PortfolioBuilder is an investment strategy tool for the self-directed investor. As a self-directed investor you select the investment amount, investment style and asset allocation model that corresponds to your financial situation and investment goals. The asset allocation models were designed to help investors diversify their portfolios, using risk profiles ranging from very conservative to aggressive.

Essentially, Portfolio Builder is a program which an investor decides how much they want to invest in total and then purchase a portfolio of Exchange Traded Funds (ETF) at once for a fee of $18.95 currently. Every dollar is allocated to a specific fund at a certain percentage.

So for example, if one were to choose their “Moderately Aggressive” investment style plan, 24% of the money would go into a large cap value fund while 6% of the money would be place in a fund for International emerging markets. The entire portfolio consists of 8 ETF’s for different sectors of the global economy.

The money is broken down into securities (stocks, REIT’s) and fixed income assets (bonds), thus, giving instant diversification for the new investor. Sharebuilder offers varying investment styles from very conservative to very aggressive (100% in securities). So based on age and/or taste for risk it is designed to fir a person as an investment template.

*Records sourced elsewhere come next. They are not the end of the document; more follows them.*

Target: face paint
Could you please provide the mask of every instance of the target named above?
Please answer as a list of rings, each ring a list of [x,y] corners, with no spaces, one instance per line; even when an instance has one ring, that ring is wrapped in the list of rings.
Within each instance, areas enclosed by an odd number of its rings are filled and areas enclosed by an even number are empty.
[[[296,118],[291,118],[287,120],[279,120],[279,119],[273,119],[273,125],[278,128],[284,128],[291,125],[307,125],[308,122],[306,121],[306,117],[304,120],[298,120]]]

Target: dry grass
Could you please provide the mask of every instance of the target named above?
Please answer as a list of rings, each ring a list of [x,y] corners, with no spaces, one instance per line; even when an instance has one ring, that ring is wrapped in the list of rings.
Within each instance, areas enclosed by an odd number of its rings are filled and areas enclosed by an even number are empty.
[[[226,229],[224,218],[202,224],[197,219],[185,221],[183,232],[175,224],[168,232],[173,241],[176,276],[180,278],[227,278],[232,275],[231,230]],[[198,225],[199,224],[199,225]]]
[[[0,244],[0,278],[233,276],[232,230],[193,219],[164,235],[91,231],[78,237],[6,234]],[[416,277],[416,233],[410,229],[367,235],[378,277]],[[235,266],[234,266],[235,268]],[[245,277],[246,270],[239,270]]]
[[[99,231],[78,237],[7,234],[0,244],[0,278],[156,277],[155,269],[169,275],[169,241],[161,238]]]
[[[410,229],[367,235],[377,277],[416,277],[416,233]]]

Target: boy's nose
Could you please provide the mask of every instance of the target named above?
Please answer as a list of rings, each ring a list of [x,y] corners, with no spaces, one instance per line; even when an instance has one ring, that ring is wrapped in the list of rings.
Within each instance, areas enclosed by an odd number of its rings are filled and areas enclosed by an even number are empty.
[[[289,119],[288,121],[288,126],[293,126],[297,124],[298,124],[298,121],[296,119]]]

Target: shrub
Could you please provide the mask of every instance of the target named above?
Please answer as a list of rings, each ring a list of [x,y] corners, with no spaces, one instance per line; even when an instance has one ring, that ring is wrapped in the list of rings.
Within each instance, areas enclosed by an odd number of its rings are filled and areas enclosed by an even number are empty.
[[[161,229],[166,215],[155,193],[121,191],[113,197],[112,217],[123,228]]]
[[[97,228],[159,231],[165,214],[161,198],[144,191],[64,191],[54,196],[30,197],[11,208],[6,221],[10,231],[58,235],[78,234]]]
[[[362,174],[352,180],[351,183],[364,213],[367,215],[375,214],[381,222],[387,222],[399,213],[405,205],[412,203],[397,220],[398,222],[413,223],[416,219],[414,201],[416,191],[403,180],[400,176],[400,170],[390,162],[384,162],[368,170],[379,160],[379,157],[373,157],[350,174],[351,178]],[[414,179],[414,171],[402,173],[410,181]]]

The great thing is that there are plenty of funds to choose from in order to make the best portfolio for your own brand of investment. There are plenty of index funds which are not managed and thus also have a low expense ratio, meaning, you won’t have to pay really high management fees and your portfolio is pegged to market composition and not actively managed.

One downside, that I do see with PortfolioBuilder is that the percentages in the asset allocation are fixed upon purchase and it is up to you to re-balance the portfolio later. Having 85% of your money in securities and only 15% in fixed income assets seems really aggressive to me but that is what is termed the “Moderately Aggressive” plan. For me to start a plan under that model, I would immediately add more money to the fixed income side of my portfolio to achieve a better balance for my age and retirement strategy.

Another issue I see, is the possibility of being over diversified, in a way. One theoretically could achieve diversification with 4 funds but this program puts your money in 8 smaller segmented funds. The rate of return for the 8 fund approach could actually under perform, one that wasn’t divvied up quite as much. However, this does seem like an easy way to achieve an indexed portfolio in one fell swoop after some initial research.

The cost is $18.95, which spread over 8 ETF’s is roughly $2.37 for each position. In itself, that is pretty good, BUT it does take a pretty large chunk out of the smaller segmented positions in the portfolio. For instance, if one were to invest $1000 into a PortfolioBuilder plan, such as the Moderately Aggressive. It would allocated 6% into International Developing Market Stocks, which equals $60.

If the fee is $2.37 and the total amount invested ends up being $60, then right off the bat that eats up 3.95% of the investment. On a larger upfront investment that might not matter but with $200 being the minimum to start a PortfolioBuilder plan that is concerning.

I think that perhaps the best way to become diversified with index funds is to have a set plan going in and see if you can’t find some Automatic investment credit promo codes to invest money for free. Perhaps scale back and do a 4 fund plan. I don’t know, though, I don’t think PortfolioBuilder is for me.